The longest government shut down in our history has just completed 31 days and even if there is an end in sight—which I hope there is, but I’m not optimistic—there’s something that has become painfully clear. Government is the people.
Lincoln’s Gettysburg address was not only was famous for his “Fourscore and seven years ago” opening, but also said “…this nation, under God, shall have a new birth of freedom and that government: of the people, by the people and for the people shall not perish from this Earth.” What does that exactly mean?
Of the people means we are the people who govern us, we elect our leaders they are not kings and queens.
By the people means we are the ones who make our government through those we elect
For the people, is that we do this for our own good.

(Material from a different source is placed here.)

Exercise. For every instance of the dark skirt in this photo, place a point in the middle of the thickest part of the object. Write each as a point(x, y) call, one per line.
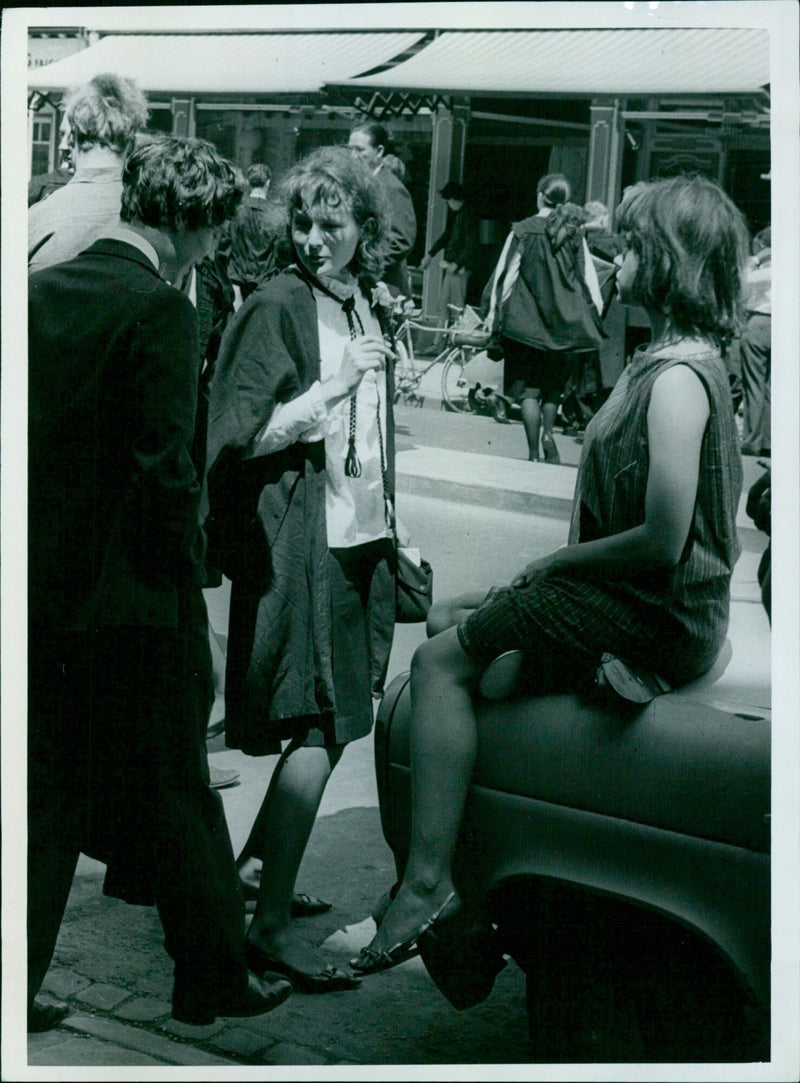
point(362, 626)
point(565, 624)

At least that’s how many understand it when they spend some time thinking about government. For the past few years we’ve heard plenty about draining the swamp, the metaphor for changing Washington DC, by those who are out of power or most aggrieved, which is what they say when they want to seem an agent of change. This has become a particularly strong metaphor for conservatives, including Reagan and Trump when they want to argue against bureaucracy or too much governmental oversight.
This view is in conflict with what we’ve seen come out of the American experiment, as we have created agencies that protect our food, write safety rules for the cars we drive, distribute monies for social security ,which come from dollars we loaned to the government to be paid upon our retirement, and maintain security whether it’s at an airport, on the highway or inside the FBI. It’s easy to point at regulations or buildings or agencies and say they are not American, or hurting America and forget that actually, Americans are working there. They are doing the jobs—mostly invisible—that the majority of us need to exist in a functioning country.
George Lakoff writes about Why Democracy is Public: The American Dream Beats the Nightmare, where he states the American Dream is “built upon mutual care and trust.” Elizabeth Warren has spoken about this idea; that even the most self-made person was able to get ahead because there were safe roads (built by Americans!) to transport their widgets to market, literate workers (thanks American teachers!) and their factories and stores were not looted every night because of public security (thanks American police officers!)
So, not only is the shutdown hurting the federal workers—and it’s easy to empathize with their plight—but ultimately it hurts us all. This article gives an good overview of interconnectedness of our government to us, as well as the (usual) conservative schism that goes on within people who want limited government but like what they get from the government and can’t find anything to cut. So maybe, once this whole shit show is over, we’ll remember that government is us and we (and our neighbors) are government.